Scrolling through your own social media history is the
ultimate in narcissism. The very best bits of your life, documented in a
scrolling timeline for people you hardly know. For people who, were they to
change their name to something hilarious on
Facebook, you would likely forget. Like ‘who the fuck is SteAmboat SArah? And
why does she like capital As so much?’
I’ve been on facebook since 2007. You can scroll back to a
time when they used to have that graffiti thing on each page, and when you
could have a ‘pet’ and you had to feed it. You can scroll back to a time when I
used the word “retarded” publicly and without shame, when I thought it was ok
to call people sluts. You click through another month, another life and think,
‘who is this jerk? Oh wait, it’s me.’
I read this post on tumblr the other day and it said:
there’s a lot of unspoken pressure to keep liking the
things you used to like and to keep dressing the way you’ve always dressed and
to never question what you believe in and basically “be yourself” has slowly
morphed into “be what everyone knows you as” but trust me when i say if you
just give it up and simply make decisions and take actions based purely on what
would make you happy, you’ll gain a very comforting sense of self peace (floozys)
This has never been truer than on social media. Where you’ve
still got people hanging around who you went to primary school with. Hell, I’ve
got people on there who haven’t seen
me since primary school. Do they think I’m still really sad about being flat
chested? Do they think I’m still the same girl who spread gossip and drama and
left a love note in a boy’s desk? There are people on my facebook who were
never my real life friend to begin with. Whose wedding dresses and beach
holidays and puppies look pretty nice I guess, but whom I’m never going to talk
to again. What do they think of me? Do they even remember what I was like in
high school? Could they even picture my face if I didn’t upload a selfie every
3.2 days?
On this blog I have a written record of thought spanning
back four years or so. My first post is a kinda sexist rant about how I think
my opinions about other girls’ bodies actually matter. They don’t, clearly.

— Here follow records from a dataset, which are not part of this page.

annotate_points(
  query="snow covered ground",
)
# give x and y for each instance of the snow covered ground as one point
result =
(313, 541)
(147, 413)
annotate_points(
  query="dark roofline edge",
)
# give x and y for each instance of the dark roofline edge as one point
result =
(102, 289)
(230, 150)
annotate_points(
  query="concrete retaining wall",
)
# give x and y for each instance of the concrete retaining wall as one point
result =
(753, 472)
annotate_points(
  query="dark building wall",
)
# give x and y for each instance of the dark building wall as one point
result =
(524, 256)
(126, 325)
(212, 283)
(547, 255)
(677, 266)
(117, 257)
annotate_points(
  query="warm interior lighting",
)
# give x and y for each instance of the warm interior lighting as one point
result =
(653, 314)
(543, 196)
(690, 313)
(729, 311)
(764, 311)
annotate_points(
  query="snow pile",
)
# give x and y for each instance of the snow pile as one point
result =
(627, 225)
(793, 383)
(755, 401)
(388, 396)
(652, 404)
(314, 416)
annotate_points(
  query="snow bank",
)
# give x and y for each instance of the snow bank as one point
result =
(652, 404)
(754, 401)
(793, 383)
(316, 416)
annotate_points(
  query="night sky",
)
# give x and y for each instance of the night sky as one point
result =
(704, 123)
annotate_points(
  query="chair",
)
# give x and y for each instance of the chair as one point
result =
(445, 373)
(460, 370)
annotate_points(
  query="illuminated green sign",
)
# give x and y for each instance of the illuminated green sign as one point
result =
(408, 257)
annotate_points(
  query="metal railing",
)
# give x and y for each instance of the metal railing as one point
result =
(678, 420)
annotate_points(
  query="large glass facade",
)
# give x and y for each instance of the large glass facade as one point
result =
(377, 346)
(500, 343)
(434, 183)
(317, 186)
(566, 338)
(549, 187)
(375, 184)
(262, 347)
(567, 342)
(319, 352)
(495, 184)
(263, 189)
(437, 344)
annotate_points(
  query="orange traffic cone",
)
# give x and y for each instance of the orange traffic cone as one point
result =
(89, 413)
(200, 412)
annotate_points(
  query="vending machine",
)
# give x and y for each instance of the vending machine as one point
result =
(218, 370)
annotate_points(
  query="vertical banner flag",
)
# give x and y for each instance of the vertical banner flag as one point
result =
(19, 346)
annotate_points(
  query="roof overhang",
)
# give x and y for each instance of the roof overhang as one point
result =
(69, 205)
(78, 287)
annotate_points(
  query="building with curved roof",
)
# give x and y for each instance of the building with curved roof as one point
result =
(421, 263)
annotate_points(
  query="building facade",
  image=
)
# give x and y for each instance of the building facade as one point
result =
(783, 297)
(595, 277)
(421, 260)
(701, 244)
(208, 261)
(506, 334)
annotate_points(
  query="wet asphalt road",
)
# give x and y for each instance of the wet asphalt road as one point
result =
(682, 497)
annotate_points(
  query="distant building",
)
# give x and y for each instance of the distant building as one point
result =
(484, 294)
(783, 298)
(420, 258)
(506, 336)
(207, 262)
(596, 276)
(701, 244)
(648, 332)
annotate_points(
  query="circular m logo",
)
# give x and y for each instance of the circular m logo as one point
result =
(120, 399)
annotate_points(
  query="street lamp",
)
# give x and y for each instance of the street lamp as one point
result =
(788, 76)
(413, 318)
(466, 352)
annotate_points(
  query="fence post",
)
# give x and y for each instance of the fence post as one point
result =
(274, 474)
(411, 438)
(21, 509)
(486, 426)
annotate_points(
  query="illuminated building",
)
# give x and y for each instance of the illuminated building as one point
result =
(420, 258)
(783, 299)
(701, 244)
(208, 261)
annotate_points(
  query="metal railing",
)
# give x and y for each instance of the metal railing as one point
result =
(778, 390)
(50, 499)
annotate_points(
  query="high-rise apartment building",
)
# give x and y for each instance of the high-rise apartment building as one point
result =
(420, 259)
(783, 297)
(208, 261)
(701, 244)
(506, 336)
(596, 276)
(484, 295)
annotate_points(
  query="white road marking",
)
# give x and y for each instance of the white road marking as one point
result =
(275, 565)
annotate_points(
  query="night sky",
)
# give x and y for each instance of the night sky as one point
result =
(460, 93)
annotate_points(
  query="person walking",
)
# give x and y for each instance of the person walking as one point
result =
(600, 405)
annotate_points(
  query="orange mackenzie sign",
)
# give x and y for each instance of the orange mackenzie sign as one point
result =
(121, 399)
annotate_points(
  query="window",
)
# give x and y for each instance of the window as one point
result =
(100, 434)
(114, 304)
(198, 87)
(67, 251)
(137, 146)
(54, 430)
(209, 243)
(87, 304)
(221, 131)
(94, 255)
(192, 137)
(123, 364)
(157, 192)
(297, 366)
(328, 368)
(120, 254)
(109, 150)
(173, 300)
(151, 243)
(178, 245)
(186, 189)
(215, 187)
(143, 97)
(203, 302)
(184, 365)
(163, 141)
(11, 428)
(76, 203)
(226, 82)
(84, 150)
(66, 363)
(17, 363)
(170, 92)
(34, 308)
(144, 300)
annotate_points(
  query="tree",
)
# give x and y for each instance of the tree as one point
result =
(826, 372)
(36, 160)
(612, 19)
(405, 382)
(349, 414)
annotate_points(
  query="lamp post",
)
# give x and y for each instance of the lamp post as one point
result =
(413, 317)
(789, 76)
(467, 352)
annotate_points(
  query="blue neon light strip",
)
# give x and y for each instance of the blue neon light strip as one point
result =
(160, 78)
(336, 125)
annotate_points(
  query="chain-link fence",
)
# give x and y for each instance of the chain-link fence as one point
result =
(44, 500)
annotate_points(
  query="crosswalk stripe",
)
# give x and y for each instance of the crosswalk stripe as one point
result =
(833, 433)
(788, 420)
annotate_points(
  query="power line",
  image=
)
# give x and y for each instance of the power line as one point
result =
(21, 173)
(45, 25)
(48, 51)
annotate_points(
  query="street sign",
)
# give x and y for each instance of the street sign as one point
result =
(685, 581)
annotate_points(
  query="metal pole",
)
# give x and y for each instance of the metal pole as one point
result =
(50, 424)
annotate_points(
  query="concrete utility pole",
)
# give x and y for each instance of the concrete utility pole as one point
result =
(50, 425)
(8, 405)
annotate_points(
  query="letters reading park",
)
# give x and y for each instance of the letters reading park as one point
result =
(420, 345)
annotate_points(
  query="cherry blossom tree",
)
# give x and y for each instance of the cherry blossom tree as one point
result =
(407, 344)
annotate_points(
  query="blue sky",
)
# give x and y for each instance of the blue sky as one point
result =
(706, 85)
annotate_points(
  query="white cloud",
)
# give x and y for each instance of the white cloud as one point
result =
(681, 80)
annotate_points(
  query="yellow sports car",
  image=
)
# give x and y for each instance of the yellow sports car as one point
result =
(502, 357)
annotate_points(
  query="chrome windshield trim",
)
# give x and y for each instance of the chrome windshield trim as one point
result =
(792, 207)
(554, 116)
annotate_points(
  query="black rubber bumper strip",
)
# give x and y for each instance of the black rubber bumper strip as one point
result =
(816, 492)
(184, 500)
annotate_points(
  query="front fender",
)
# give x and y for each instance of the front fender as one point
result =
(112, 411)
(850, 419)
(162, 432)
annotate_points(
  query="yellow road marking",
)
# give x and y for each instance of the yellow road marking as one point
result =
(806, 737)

Sorry women. I’ve changed, so should I take it down?
I don’t think so?
I like
to see this blog as an external record of some fairly complicated internal
changes. And maybe it’s important to leave it here for all to see. Or maybe
it’s not. I don’t know. But I’m gonna leave my thoughts out there anyway, for
better or worse.
I guess what I’m saying is it’s really hard to acknowledge
when you’ve changed. And for all the wonderful things I love about social
media, sometimes making a solid, written, record of an opinion can make it
harder to change. So let’s embrace our past stupidities, let’s acknowledge that
we got facebook before we knew how to hold reasonable conversations, let’s
proudly change our opinions.
The internet is forever, but our dumb-ass opinions don’t
have to be.
I agree with your sentiments. I look back on 5 years of blogging along with building a couple of YouTube channels, podcasting and so on. But I keep coming back to blogging as my preferred platform. Why anyone would read my nonsense is beyond me, but I do enjoy the style of story telling that is blogging. I have no idea why. Its fun to see what I thought would pass for content. Im not ashamed of it, but I think time at the wheel teaches. Happy Days.